Ein Patient bittet um Medikamente ohne Zuzahlung, ein anderer buddelt die Topfblumen im Wartezimmer aus. Ich habe meine eigene Theorie, wer von beiden wirklich nicht genug Geld in der Tasche hat.
Das Konzept sollte eigentlich hinlänglich bekannt sein: Wenn ich etwas haben möchte, muss ich es mir kaufen. Also gehe ich in den Supermarkt oder das Shoppingcenter und kaufe, was ich eben so brauche. Aber nicht jeder verfügt über das nötige Geld dafür. Vielleicht nicht mal für seine Gesundheit.
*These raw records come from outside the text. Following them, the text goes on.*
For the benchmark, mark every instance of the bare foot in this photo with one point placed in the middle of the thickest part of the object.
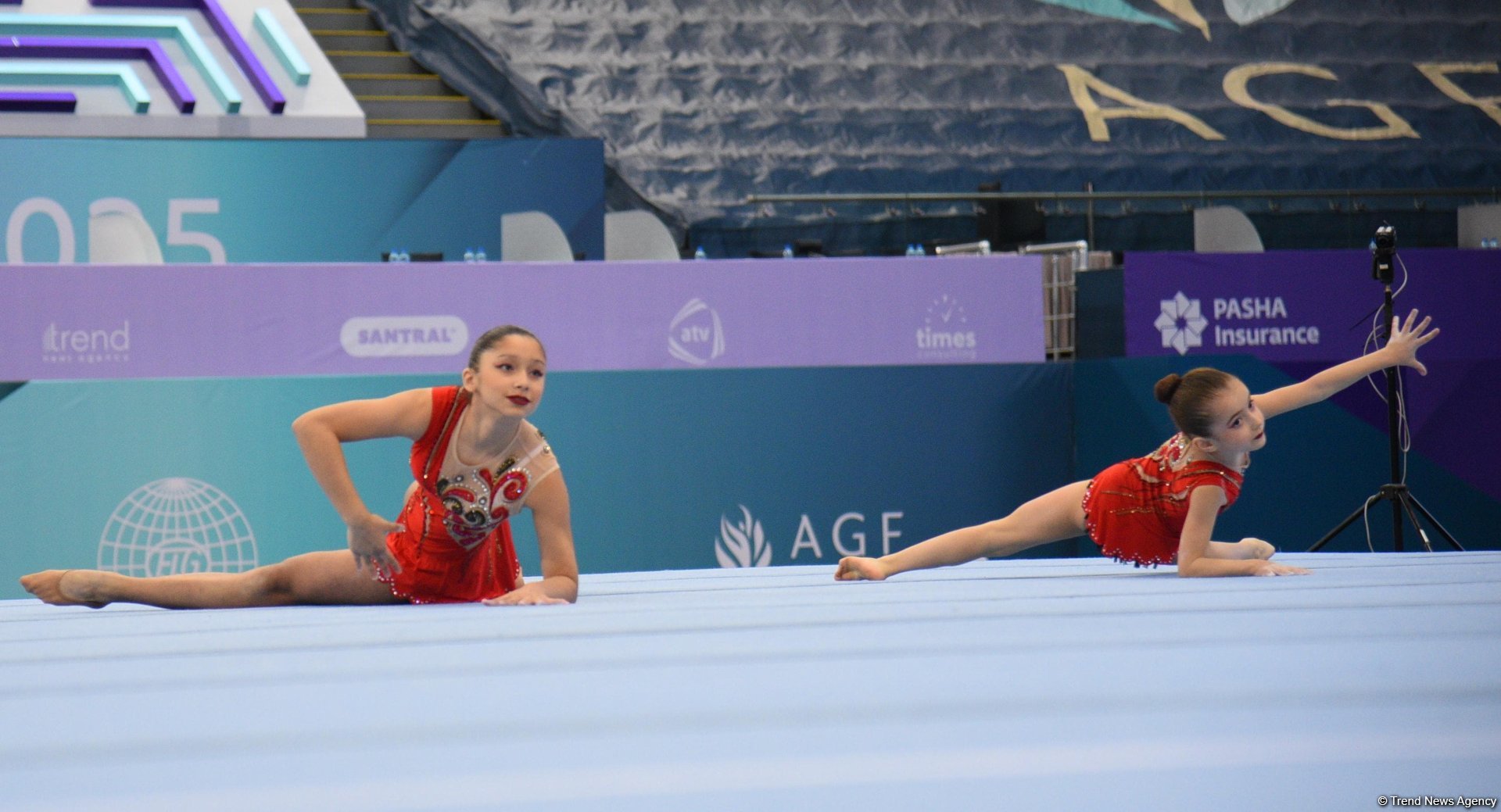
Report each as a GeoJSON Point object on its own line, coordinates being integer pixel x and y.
{"type": "Point", "coordinates": [80, 592]}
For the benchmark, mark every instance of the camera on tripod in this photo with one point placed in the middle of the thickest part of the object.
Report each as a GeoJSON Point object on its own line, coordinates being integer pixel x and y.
{"type": "Point", "coordinates": [1383, 246]}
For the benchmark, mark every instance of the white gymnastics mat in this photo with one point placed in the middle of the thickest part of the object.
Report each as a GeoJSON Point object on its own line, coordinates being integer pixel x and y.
{"type": "Point", "coordinates": [1000, 685]}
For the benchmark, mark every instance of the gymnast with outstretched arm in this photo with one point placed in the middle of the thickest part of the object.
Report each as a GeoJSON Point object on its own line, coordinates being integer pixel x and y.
{"type": "Point", "coordinates": [1161, 508]}
{"type": "Point", "coordinates": [476, 461]}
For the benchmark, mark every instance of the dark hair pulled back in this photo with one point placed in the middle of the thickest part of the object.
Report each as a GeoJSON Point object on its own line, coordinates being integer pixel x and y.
{"type": "Point", "coordinates": [494, 337]}
{"type": "Point", "coordinates": [1188, 398]}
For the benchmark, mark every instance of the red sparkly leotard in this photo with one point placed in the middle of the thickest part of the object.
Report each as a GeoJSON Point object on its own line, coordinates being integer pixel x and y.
{"type": "Point", "coordinates": [1135, 510]}
{"type": "Point", "coordinates": [457, 541]}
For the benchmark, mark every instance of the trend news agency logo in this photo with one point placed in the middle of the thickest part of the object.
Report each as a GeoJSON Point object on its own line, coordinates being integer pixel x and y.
{"type": "Point", "coordinates": [695, 334]}
{"type": "Point", "coordinates": [743, 544]}
{"type": "Point", "coordinates": [1182, 324]}
{"type": "Point", "coordinates": [173, 526]}
{"type": "Point", "coordinates": [86, 345]}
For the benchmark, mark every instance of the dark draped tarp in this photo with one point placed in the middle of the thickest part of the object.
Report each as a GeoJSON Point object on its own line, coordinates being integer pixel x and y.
{"type": "Point", "coordinates": [701, 102]}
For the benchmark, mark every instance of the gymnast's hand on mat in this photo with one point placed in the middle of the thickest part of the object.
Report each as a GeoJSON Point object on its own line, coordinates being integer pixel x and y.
{"type": "Point", "coordinates": [1267, 567]}
{"type": "Point", "coordinates": [368, 544]}
{"type": "Point", "coordinates": [530, 595]}
{"type": "Point", "coordinates": [858, 567]}
{"type": "Point", "coordinates": [1256, 548]}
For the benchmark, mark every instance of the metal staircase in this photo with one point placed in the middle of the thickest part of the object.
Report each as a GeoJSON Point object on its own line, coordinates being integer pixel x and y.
{"type": "Point", "coordinates": [401, 99]}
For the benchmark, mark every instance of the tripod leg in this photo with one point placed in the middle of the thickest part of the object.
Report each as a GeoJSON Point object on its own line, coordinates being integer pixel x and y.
{"type": "Point", "coordinates": [1402, 500]}
{"type": "Point", "coordinates": [1431, 520]}
{"type": "Point", "coordinates": [1344, 524]}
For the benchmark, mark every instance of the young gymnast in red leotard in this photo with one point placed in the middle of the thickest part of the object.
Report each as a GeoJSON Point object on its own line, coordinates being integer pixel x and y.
{"type": "Point", "coordinates": [1161, 508]}
{"type": "Point", "coordinates": [475, 460]}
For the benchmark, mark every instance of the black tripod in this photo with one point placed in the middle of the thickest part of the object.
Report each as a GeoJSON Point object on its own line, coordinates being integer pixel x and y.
{"type": "Point", "coordinates": [1395, 491]}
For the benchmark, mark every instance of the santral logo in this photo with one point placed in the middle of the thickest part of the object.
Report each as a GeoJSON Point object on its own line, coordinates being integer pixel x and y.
{"type": "Point", "coordinates": [404, 335]}
{"type": "Point", "coordinates": [695, 335]}
{"type": "Point", "coordinates": [1180, 323]}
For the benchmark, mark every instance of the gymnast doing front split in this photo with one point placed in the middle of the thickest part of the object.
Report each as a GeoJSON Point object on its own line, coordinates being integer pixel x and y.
{"type": "Point", "coordinates": [476, 461]}
{"type": "Point", "coordinates": [1161, 508]}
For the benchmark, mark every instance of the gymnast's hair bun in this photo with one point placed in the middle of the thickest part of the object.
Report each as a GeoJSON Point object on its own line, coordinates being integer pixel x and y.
{"type": "Point", "coordinates": [1166, 388]}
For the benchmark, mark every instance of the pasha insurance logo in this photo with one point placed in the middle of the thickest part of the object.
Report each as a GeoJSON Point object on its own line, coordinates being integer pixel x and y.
{"type": "Point", "coordinates": [946, 332]}
{"type": "Point", "coordinates": [88, 344]}
{"type": "Point", "coordinates": [378, 337]}
{"type": "Point", "coordinates": [742, 544]}
{"type": "Point", "coordinates": [1238, 321]}
{"type": "Point", "coordinates": [695, 335]}
{"type": "Point", "coordinates": [1180, 323]}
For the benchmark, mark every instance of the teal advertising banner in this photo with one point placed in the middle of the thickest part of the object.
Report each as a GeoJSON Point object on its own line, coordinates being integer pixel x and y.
{"type": "Point", "coordinates": [665, 469]}
{"type": "Point", "coordinates": [278, 202]}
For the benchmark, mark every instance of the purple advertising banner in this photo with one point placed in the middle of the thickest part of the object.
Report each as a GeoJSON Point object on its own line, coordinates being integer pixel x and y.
{"type": "Point", "coordinates": [132, 321]}
{"type": "Point", "coordinates": [1305, 305]}
{"type": "Point", "coordinates": [1309, 309]}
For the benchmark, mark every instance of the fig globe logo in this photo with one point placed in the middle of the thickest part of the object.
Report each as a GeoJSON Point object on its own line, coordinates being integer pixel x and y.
{"type": "Point", "coordinates": [743, 544]}
{"type": "Point", "coordinates": [174, 526]}
{"type": "Point", "coordinates": [1180, 323]}
{"type": "Point", "coordinates": [695, 335]}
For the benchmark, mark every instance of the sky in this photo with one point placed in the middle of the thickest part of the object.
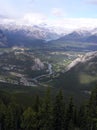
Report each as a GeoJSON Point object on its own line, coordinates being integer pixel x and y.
{"type": "Point", "coordinates": [61, 13]}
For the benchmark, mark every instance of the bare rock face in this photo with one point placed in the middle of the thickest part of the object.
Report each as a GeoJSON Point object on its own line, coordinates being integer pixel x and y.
{"type": "Point", "coordinates": [38, 65]}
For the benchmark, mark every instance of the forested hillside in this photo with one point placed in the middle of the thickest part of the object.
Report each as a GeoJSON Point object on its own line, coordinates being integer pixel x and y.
{"type": "Point", "coordinates": [48, 114]}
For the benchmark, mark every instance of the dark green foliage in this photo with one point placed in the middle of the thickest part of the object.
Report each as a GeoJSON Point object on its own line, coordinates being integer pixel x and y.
{"type": "Point", "coordinates": [46, 114]}
{"type": "Point", "coordinates": [59, 112]}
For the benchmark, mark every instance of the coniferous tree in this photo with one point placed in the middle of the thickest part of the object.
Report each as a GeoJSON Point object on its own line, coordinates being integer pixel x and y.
{"type": "Point", "coordinates": [69, 113]}
{"type": "Point", "coordinates": [93, 109]}
{"type": "Point", "coordinates": [59, 112]}
{"type": "Point", "coordinates": [29, 119]}
{"type": "Point", "coordinates": [46, 112]}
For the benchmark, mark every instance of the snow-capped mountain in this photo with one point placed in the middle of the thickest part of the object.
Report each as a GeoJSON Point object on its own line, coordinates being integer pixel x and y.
{"type": "Point", "coordinates": [35, 31]}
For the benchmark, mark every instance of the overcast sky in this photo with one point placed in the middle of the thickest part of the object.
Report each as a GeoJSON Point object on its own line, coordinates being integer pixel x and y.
{"type": "Point", "coordinates": [67, 13]}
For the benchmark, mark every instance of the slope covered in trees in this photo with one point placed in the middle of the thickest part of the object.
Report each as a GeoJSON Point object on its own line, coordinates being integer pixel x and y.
{"type": "Point", "coordinates": [48, 114]}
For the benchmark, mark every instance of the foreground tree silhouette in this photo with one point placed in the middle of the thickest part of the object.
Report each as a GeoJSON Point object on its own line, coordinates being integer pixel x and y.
{"type": "Point", "coordinates": [29, 119]}
{"type": "Point", "coordinates": [46, 112]}
{"type": "Point", "coordinates": [59, 112]}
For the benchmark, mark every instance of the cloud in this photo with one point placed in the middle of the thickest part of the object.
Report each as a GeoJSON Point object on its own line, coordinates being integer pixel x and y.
{"type": "Point", "coordinates": [33, 18]}
{"type": "Point", "coordinates": [57, 12]}
{"type": "Point", "coordinates": [92, 2]}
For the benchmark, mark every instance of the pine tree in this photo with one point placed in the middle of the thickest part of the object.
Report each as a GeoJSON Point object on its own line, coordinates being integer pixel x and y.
{"type": "Point", "coordinates": [59, 112]}
{"type": "Point", "coordinates": [46, 112]}
{"type": "Point", "coordinates": [2, 115]}
{"type": "Point", "coordinates": [69, 113]}
{"type": "Point", "coordinates": [93, 109]}
{"type": "Point", "coordinates": [29, 119]}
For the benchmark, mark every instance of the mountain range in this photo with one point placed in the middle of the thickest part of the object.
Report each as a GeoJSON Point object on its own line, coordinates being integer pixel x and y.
{"type": "Point", "coordinates": [20, 35]}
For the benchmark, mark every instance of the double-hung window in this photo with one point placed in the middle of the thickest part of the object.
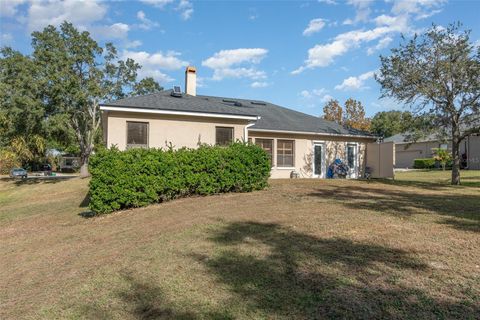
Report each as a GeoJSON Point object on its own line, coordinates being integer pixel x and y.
{"type": "Point", "coordinates": [223, 136]}
{"type": "Point", "coordinates": [137, 134]}
{"type": "Point", "coordinates": [267, 146]}
{"type": "Point", "coordinates": [285, 153]}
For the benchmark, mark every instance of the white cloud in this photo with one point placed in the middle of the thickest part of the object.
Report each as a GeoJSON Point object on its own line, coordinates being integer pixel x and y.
{"type": "Point", "coordinates": [416, 7]}
{"type": "Point", "coordinates": [259, 84]}
{"type": "Point", "coordinates": [236, 63]}
{"type": "Point", "coordinates": [186, 9]}
{"type": "Point", "coordinates": [146, 24]}
{"type": "Point", "coordinates": [362, 9]}
{"type": "Point", "coordinates": [355, 83]}
{"type": "Point", "coordinates": [322, 55]}
{"type": "Point", "coordinates": [115, 31]}
{"type": "Point", "coordinates": [81, 13]}
{"type": "Point", "coordinates": [315, 25]}
{"type": "Point", "coordinates": [8, 8]}
{"type": "Point", "coordinates": [157, 3]}
{"type": "Point", "coordinates": [5, 38]}
{"type": "Point", "coordinates": [328, 1]}
{"type": "Point", "coordinates": [154, 64]}
{"type": "Point", "coordinates": [382, 44]}
{"type": "Point", "coordinates": [133, 44]}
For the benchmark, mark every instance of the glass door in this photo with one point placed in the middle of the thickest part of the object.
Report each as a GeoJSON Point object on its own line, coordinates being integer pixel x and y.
{"type": "Point", "coordinates": [352, 160]}
{"type": "Point", "coordinates": [318, 160]}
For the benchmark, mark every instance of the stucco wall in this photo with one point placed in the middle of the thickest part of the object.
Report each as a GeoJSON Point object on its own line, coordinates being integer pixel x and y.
{"type": "Point", "coordinates": [334, 148]}
{"type": "Point", "coordinates": [473, 145]}
{"type": "Point", "coordinates": [181, 131]}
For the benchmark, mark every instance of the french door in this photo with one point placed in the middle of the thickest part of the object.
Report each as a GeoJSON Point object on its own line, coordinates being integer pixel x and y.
{"type": "Point", "coordinates": [319, 160]}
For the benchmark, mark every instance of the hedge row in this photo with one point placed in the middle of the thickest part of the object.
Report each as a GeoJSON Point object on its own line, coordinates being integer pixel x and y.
{"type": "Point", "coordinates": [138, 177]}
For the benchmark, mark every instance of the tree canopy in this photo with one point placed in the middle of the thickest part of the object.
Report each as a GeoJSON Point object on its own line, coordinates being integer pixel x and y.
{"type": "Point", "coordinates": [352, 116]}
{"type": "Point", "coordinates": [55, 92]}
{"type": "Point", "coordinates": [437, 74]}
{"type": "Point", "coordinates": [389, 123]}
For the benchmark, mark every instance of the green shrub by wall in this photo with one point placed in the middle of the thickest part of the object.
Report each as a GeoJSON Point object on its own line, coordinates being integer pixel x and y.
{"type": "Point", "coordinates": [424, 163]}
{"type": "Point", "coordinates": [138, 177]}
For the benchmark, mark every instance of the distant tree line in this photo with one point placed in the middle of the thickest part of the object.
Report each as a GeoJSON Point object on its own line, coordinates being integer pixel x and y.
{"type": "Point", "coordinates": [50, 98]}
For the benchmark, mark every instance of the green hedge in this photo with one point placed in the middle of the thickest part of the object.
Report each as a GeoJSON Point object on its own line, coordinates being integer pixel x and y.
{"type": "Point", "coordinates": [424, 163]}
{"type": "Point", "coordinates": [138, 177]}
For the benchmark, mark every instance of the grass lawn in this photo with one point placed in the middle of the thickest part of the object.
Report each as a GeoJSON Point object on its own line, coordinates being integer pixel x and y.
{"type": "Point", "coordinates": [302, 249]}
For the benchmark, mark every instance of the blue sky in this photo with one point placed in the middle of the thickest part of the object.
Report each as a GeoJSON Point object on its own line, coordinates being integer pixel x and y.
{"type": "Point", "coordinates": [297, 54]}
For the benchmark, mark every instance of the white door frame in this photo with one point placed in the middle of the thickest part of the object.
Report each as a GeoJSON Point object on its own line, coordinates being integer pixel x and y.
{"type": "Point", "coordinates": [353, 172]}
{"type": "Point", "coordinates": [323, 169]}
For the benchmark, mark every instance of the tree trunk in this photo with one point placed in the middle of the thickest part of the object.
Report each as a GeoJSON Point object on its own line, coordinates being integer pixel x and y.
{"type": "Point", "coordinates": [84, 166]}
{"type": "Point", "coordinates": [456, 160]}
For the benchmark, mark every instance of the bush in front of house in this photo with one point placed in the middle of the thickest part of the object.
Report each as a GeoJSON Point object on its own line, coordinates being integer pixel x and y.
{"type": "Point", "coordinates": [138, 177]}
{"type": "Point", "coordinates": [424, 163]}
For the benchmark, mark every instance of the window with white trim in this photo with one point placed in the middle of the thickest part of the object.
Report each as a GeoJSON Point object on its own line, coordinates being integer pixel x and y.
{"type": "Point", "coordinates": [285, 153]}
{"type": "Point", "coordinates": [267, 146]}
{"type": "Point", "coordinates": [223, 136]}
{"type": "Point", "coordinates": [137, 134]}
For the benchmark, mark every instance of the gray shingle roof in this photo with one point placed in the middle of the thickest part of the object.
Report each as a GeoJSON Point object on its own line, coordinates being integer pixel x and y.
{"type": "Point", "coordinates": [272, 117]}
{"type": "Point", "coordinates": [405, 138]}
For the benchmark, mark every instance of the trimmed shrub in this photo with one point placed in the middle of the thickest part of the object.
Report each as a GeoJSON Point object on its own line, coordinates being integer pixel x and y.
{"type": "Point", "coordinates": [424, 163]}
{"type": "Point", "coordinates": [8, 161]}
{"type": "Point", "coordinates": [138, 177]}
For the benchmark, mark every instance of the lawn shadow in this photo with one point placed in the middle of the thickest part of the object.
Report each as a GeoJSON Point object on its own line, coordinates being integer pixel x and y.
{"type": "Point", "coordinates": [402, 202]}
{"type": "Point", "coordinates": [144, 299]}
{"type": "Point", "coordinates": [41, 180]}
{"type": "Point", "coordinates": [299, 276]}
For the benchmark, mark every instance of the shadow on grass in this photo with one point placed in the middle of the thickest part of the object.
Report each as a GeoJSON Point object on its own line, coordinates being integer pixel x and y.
{"type": "Point", "coordinates": [41, 180]}
{"type": "Point", "coordinates": [142, 299]}
{"type": "Point", "coordinates": [402, 202]}
{"type": "Point", "coordinates": [281, 273]}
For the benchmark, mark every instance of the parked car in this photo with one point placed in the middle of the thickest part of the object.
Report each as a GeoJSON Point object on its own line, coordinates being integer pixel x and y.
{"type": "Point", "coordinates": [47, 170]}
{"type": "Point", "coordinates": [18, 172]}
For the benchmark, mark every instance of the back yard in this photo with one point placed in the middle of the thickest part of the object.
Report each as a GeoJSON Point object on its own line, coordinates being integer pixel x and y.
{"type": "Point", "coordinates": [300, 249]}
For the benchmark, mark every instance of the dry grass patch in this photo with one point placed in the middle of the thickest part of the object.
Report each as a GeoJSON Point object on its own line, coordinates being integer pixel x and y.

In der Sprechstunde habe ich da schon viel Leid erlebt. „Frau Doktor, können Sie nach einem Medikament ohne Zuzahlung suchen?“, fragt Frau Müller, weil 5 Euro Zuzahlung auf ein Arzneimittel bei der Dame mit kleiner Rente nicht vorhanden sind. Also schaue ich nach einem passenden Produkt in der Liste oder suche in unseren Musterpackungen nach dem entsprechenden Medikament.
Ein anderer Patient hat eine Bronchitis und ich schreibe ihm freiverkäufliche Medikamente auf. „Verschreiben Sie mir doch ein Antibiotikum, das zahlt die Kasse wenigstens“, bittet er mich flehentlich und ist verzweifelt, als ich das ablehne. Weil ein Antibiotikum an dieser Stelle nicht geholfen hätte. Ich rate zu Bettruhe, Tee und Inhalationen und er fühlt sich verschaukelt. Wütend und verzweifelt verlässt der Mann die Praxis.
Dabei würde ich nie jemanden wegen seines schmalen Geldbeutels verhöhnen. Ich bin selbst ohne viel Geld, dafür aber mit vielen Jobs aufgewachsen und habe ein genaues Bild davon, wie es den betroffenen Menschen geht. Einer meiner längsten Jobs war in einem Supermarkt. Als Sechzehnjährige verkaufte ich dort in einem schicken rot-weißen Leibchen Wurst und Käse, sortierte Produkte und saß an der Kasse. Vier Jahre lang, dreimal in der Woche.
Wir kannten unsere Kunden (Anm.: Ich wollte eben „Patienten“ schreiben) und wussten auch, wer Geld hat und wer nicht. Eine Dame, die regelmäßig bei uns einkaufte, hatte zum Beispiel keins. Erst später bekam ich mit, dass sie wohl gelegentlich, aus der Not heraus, eine Packung Hackfleisch oder eine Dose Gemüse in ihrer Tasche verschwinden ließ. Einfach, weil sie es sich nicht hätte leisten können.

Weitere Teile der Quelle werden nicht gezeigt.